June 26, 2011 § 1 Comment

Year 10 Textiles students have been joining me drawing lace, crochet and tatting on top of hand made paper. There was something about the fragmented surface of the paper and the uneven edges that made them seem more delicate than they actually were. They also reminded me of the pieces I created in the work shop with Laura White (keep posted for this…).

Charlotte Hayes

Sukhpreet Gill

Sasha Edwards

Lucy Ritchie

Kirsty Hopcroft

Fashion Illustrations

May 22, 2011 § Leave a comment

Stephanie Randall used some of my lace and crochet pieces in her fashion illustrations for her GCSE exam by scanning and photocopying them to add details onto her outfits. I’m glad my students  are making good use of my find too.

Naum Gabo at the Tate Britain

February 27, 2011 § Leave a comment

Before the visit

When planning our year eight trip to the Tate Britain I remembered what a valuable experience it was seeing the Simon Starling exhibition with others. With this in mind I visited the exhibition prior to the trip with two colleagues. It made the experience of planning the activities arranged much more fluid and easier to think through.

My year eight students have been looking at sculpture alongside Naum Gabo’s work, exploring creating shapes with space and the idea of construction rather than modelling.

Naum Gabo, Linear Construction Number 1 1942-43

Students' response to Linear Construction

The Naum Gabo room at the Tate Britain has an archival presence similar to Never the Same… at Camden Arts Centre. The collection of objects presented ranged from small scraps of drawing and paper maquettes to the complex engineering of his acrylic and nylon pieces. I hoped this way of working would resonate with my students as it is similar to the creative processes we under go in the classroom; working quickly on small scale pieces to understand concepts and ideas and then focusing on refining our ideas through making more considered pieces.

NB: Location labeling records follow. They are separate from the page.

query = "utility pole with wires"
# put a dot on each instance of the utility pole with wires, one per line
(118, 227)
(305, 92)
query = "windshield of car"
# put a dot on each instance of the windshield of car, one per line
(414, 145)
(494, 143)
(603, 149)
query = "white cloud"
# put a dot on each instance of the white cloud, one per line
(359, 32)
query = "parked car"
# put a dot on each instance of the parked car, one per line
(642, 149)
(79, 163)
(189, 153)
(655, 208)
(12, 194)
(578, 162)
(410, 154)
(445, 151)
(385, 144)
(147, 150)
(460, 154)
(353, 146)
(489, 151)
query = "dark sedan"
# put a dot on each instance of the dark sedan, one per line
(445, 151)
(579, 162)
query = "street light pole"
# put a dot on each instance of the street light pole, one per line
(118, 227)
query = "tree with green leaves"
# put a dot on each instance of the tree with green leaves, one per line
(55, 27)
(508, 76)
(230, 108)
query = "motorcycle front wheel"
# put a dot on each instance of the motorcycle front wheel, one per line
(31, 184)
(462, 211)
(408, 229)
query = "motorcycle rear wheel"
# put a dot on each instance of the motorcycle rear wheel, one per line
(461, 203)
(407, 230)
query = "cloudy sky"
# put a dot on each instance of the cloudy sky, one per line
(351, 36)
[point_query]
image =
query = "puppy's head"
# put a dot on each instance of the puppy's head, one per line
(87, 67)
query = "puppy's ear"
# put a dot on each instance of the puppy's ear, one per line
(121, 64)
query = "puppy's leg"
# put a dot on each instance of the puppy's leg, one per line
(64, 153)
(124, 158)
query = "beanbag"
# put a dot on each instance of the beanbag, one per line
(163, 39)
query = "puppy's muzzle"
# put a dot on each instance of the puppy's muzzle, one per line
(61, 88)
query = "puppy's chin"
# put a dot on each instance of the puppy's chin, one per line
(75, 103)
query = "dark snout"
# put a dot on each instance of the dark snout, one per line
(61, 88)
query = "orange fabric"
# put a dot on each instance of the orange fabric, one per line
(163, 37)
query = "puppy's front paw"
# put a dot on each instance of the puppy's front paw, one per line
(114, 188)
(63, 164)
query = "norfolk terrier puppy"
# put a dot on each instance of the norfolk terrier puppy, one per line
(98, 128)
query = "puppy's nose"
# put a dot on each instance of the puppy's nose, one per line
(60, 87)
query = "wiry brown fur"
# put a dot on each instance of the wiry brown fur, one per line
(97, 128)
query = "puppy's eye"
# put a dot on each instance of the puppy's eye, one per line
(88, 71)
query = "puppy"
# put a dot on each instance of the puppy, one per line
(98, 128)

The students created folded sculptures with intricate patterns drawn with spirograph to emulate Gabo’s process of model making before creating public sculptures.

workshop at Tate Britain

We imagined ourselves as little people to get an idea of what their sculptures would like like on a big scale.

example of students transforming their work into public art sculptures

Back in the classroom we focused more on paper construction – specifically slotting flat plains together to create a three dimensional object. We transformed the classroom into a modern art gallery and students gave tours and talks about their sculptures. In attempting to create a context for the work students were thinking about the experience of visiting galleries and the kind of jobs people undertake there.